The number of working hours is based on the free time I currently have, I have about 3-8 hours of free time a day. And with my management experience over the years, the number of 450 hours for this project is relatively reasonable. The possibility of delay is low, for example when I am sick (currently I am relatively healthy), or my work has problems (currently my work is relatively stable).
Regarding the question "How do you decide which elements of your contributions are voluntary and which parts are paid as a wikimedian?", I don't quite understand this question, but I believe that this entire project is supported by the WMF.
Regarding tax issues, I will consult a lawyer about this issue. As far as I know, I need to pay a small part of the grant to the tax authorities according to the "Personal Income Tax" regulations of the Vietnamese state.
6) Do you have a preliminary idea of who the 10 voluntary participants will be, how do you plan to select/ invite them to participate in the feedback process? And how do you plan to engage them throughout your project duration re providing support in terms of advice, feedback, and trying out the application?
10 people is an estimate, I think of some names like:
  • vi:User:NguoiDungKhongDinhDanh (eliminator on viwiki): He has good technical knowledge and often gives me a lot of advice when working together on Vietnamese Wikipedia.
  • vi:User:Hide on Rosé (eliminator on viwiki): He loves technical issues and often chats with me on Vietnamese Wikipedia.
  • vi:User:Baoothersks (eliminator), vi:User:GDAE (eliminator), vi:User:Nguyenmy2302 (eliminator), vi:User:Mongrangvebet (eliminator), vi:User:TUIBAJAVE: These are members with skills and experience in editing quality articles with tens of thousands of edits on Vietnamese Wikipedia, I need their perspective on how to use the tool for end users.
  • vi:User:Nguyentrongphu (administrator on viwiki): He is an administrator that I often interact with, he can give me some opinions about administrative perspectives in applying the tool.
  • en:User:Novem Linguae (administrator on enwiki), en:User:SD0001: Kind Wikipedia users who have supported me on English Wikipedia, thanks to which my TwinkleMobile tool has been widely spread to the English Wikipedia community with hundreds of users.
I will invite these people by sending letters, and posting announcements in public areas such as en:Wikipedia:Village pump (technical) and vi:Wikipedia:Thảo luận.
The way I engage them is by asking specific questions so that relevant people can evaluate whether the tool can be used or not, whether it can solve the problems they want or not, and I will ask more about their expectations, as well as how to fix errors that may occur when they try to use the tool. With these people, I think this communication is normal in the Wikipedia community, as volunteering to contribute to something here is very simple and comfortable.

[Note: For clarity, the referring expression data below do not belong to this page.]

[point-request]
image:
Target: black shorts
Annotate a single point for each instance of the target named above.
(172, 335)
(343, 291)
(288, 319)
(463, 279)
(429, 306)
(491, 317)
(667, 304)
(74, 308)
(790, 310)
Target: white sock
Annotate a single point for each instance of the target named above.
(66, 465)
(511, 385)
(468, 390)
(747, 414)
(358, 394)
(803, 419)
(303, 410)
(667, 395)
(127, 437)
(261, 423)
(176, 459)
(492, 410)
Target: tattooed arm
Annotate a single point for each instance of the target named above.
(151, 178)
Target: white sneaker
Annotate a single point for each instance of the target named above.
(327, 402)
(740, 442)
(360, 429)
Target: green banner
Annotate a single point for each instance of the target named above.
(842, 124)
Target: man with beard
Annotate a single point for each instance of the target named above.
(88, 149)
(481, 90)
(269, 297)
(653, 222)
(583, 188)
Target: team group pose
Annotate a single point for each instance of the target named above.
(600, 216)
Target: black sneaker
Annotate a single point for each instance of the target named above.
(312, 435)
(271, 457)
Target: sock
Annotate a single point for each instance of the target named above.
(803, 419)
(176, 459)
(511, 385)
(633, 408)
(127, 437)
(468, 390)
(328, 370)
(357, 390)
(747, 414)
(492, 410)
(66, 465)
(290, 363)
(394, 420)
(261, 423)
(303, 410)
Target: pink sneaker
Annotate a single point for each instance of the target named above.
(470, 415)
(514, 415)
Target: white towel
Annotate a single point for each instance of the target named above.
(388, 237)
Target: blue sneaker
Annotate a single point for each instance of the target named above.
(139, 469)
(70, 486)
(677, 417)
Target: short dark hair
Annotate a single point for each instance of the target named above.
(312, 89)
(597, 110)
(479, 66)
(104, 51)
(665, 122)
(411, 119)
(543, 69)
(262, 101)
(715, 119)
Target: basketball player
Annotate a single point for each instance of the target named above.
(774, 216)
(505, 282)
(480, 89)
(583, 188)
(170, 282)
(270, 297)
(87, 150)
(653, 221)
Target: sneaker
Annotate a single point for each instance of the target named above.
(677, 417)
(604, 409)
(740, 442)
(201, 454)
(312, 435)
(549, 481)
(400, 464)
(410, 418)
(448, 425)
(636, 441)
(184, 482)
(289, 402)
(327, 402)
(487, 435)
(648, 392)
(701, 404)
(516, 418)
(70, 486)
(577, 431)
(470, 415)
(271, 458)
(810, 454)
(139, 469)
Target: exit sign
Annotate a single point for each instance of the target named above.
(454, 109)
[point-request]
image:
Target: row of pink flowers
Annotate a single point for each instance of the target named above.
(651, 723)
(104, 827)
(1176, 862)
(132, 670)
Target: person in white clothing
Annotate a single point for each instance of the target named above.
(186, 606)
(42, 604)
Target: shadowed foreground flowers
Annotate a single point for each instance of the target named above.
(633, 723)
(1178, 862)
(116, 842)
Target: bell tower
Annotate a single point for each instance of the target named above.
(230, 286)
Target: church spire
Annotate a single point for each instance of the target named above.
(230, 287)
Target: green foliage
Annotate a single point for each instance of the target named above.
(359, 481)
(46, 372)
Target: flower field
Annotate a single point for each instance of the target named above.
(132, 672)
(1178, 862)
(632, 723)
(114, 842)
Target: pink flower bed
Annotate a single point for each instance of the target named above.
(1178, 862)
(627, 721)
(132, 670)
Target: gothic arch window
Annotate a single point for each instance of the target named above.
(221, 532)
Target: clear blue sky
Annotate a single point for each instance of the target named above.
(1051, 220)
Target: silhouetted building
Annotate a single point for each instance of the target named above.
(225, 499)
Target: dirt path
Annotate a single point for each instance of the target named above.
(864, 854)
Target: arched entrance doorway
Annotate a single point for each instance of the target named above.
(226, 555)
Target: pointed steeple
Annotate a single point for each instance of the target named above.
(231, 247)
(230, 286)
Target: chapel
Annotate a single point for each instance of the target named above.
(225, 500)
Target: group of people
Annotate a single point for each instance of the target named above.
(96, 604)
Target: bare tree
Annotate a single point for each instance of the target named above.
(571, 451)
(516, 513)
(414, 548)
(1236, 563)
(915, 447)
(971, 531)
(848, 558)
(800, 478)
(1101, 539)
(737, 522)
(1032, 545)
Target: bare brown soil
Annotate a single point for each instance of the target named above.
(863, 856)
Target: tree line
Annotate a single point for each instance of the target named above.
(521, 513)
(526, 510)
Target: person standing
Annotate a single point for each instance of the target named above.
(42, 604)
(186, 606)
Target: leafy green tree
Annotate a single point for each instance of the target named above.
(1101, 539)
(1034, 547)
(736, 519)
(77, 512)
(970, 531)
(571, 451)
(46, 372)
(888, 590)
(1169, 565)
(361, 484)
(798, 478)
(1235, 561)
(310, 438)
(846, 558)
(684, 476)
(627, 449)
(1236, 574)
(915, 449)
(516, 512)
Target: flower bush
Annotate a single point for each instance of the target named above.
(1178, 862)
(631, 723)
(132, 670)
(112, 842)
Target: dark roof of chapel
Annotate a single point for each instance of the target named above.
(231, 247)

7) In your report, apart from time spent on the project, how would the wider community be able to learn about a) the process of creating this application and b) the effectiveness of using the application?
Regarding issue a, I need to keep a log of what I do during the time of building the tool. At the appropriate time, I will write a blog post about the process I carried out this project, step by step; like some of my articles at: vi:Thành viên:Plantaest/Blog.
Regarding issue b, I think this is a future issue, but can be predicted. With the popularity of Dispenser's Checklinks tool when it deeply participates in some operational processes of many different wikis, I think the tool I make will also have a similar level of popularity and effectiveness. It is certainly a useful and meaningful tool for Wikipedia communities. I may need to conduct a survey to let the community know the effectiveness of the tool.
Sincerely, Plantaest (talk) 13:36, 19 February 2024 (UTC)Reply
Hello @Plantaest,
Thank you for your quick and detailed response.
On question 5, we observed you require further clarification on How do you decide which elements of your contributions are voluntary and which parts are paid as a wikimedian? We hope to understand which parts of your contribution to the movement do you assess should be paid (i.e. funded by a grant for example) vis-a-vis which parts of your contribution do you assess to be unpaid (i.e. pro bono)? How do you decide?
Thank you.
Regards,
Jacqueline on behalf of the ESEAP regional funds committee JChen (WMF) (talk) 03:10, 21 February 2024 (UTC)Reply
Hello Jacqueline and the Committee,
I think this question is similar to the question: "Why do you contribute for free to Wikipedia in particular and the Wikimedia movement in general?"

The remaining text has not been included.